Dr. Yoshifumi Shimada and coworkers from the Division of Digestive and General Surgery, Graduate School of Medical and Dental Sciences, Niigata University, regarded TMB-H from a specific CRC patient subgroup, as a more robust marker for predicting the efficacy of ICIs, and developed a convolutional neural network (CNN) - based algorithm to predict TMB-H CRC directly from the histopathological characteristics, in particular, the TIL, obtained from the hematoxylin and eosin (H&E) stained slides. A representative microscopic image of the H&E stained tumor mutational burden-high colorectal cancer tumor is shown in the accompanying figure, demonstrating the presence of tumor-infiltrating lymphocytes in significantly elevated level compared to normal surrounding tissue. Digital information from such this neoplastic and also non-neoplastic images obtained from JP-CRC-cohort is transformed and normalized for building a predictive Convoluted Neural Network model employing Inception V3 learning model, by Dr. Shimada group. The CNN-based model developed by Dr. Shimada and coworkers has the potential to not only reduce the burden of proper diagnosis on pathologists but also provide the necessary information on the patients' responsiveness to the ICI based therapeutics, without the use of expensive, time consuming and not easily available gene panel testing. This study by Dr. Shimada and coworkers is published in a recent issue of Journal of Gastroenterology (2021; vol. 56: pp. 547-559; https://doi.org/10.1007/s00535-021-01789-w).
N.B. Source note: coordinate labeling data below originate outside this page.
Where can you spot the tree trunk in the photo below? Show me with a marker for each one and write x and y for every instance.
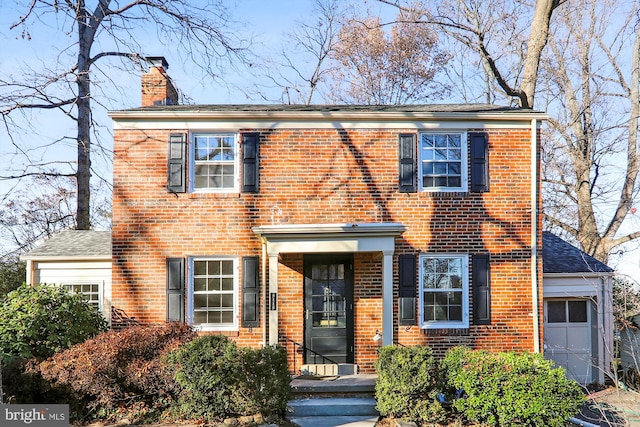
(538, 38)
(83, 103)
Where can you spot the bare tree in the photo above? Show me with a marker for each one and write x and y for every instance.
(395, 67)
(101, 33)
(304, 65)
(474, 23)
(591, 153)
(39, 210)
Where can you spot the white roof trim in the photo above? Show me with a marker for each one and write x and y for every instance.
(288, 231)
(330, 238)
(589, 274)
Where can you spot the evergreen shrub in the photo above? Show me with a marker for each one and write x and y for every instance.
(407, 385)
(502, 389)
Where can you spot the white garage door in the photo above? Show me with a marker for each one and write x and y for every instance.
(567, 337)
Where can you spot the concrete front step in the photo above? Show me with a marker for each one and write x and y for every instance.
(343, 421)
(332, 407)
(331, 369)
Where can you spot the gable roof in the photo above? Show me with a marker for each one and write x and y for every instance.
(73, 244)
(559, 256)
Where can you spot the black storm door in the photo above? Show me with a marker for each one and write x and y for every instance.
(328, 303)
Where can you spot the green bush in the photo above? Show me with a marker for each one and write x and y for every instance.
(117, 374)
(503, 389)
(221, 380)
(408, 384)
(39, 321)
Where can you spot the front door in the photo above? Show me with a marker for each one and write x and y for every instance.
(328, 303)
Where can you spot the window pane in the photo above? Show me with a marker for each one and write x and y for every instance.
(199, 284)
(455, 313)
(226, 317)
(556, 312)
(227, 284)
(200, 301)
(200, 317)
(440, 181)
(577, 311)
(214, 268)
(440, 168)
(440, 140)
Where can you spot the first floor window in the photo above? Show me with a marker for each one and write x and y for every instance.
(90, 292)
(444, 291)
(563, 311)
(214, 293)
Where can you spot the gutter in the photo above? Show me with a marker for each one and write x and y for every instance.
(535, 300)
(264, 290)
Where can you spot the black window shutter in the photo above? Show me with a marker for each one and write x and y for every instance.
(177, 163)
(407, 167)
(481, 290)
(479, 162)
(250, 167)
(407, 289)
(250, 292)
(175, 289)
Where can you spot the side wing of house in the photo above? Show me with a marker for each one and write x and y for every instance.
(578, 311)
(79, 260)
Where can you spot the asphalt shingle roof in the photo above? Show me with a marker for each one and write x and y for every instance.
(559, 256)
(418, 108)
(74, 244)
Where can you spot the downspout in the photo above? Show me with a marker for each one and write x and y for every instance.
(264, 291)
(534, 236)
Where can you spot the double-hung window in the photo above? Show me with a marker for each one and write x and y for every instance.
(444, 291)
(214, 293)
(443, 161)
(215, 162)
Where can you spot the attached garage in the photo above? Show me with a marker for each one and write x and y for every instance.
(578, 311)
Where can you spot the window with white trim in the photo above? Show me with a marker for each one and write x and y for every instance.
(90, 291)
(444, 291)
(443, 161)
(215, 162)
(213, 293)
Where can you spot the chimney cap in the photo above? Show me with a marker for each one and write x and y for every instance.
(157, 61)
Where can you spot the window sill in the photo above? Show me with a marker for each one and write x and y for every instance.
(209, 328)
(442, 331)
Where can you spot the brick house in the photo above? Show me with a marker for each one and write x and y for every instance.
(339, 228)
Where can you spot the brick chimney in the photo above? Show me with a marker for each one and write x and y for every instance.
(157, 88)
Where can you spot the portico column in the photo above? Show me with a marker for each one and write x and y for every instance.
(272, 302)
(387, 297)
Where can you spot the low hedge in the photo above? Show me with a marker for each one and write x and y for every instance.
(408, 385)
(503, 389)
(221, 380)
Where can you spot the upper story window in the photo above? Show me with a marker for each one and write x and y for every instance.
(444, 291)
(215, 162)
(443, 161)
(213, 296)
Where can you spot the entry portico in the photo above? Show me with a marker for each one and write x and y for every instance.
(331, 239)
In addition, the studies of Dr. Shimada group also provided means to predict TMB-H CRC only by using the TIL information from the H&E slides from the patients' tumor tissues. However, considering that the patients in the studied cohort were not treated with any ICIs, no conclusions could be drawn regarding their ICI responsiveness following the TMB-H diagnosis and it was suggested that future clinical trials need to be conducted to address whether TIL alone can be useful as a predictive biomarker for the efficacy of ICIs. Dr. Shimada says about the present study: "We have developed artificial intelligence to predict genetic alterations in colorectal cancer by deep learning using hematoxylin and eosin slides. This artificial intelligence is important in solving the cost problems associated with genetic analysis and facilitating personalized medicine in colorectal cancer."
Overall, the studies by Dr. Shimada and associates provide a cost and time effective and reliable method to inform the clinicians if the CRC patient they are managing can benefit from Immune Checkpoint Inhibitor (including inhibitors of the PD-1 protein and its ligand, PD-L1) therapy, without implicating the use of gene panel.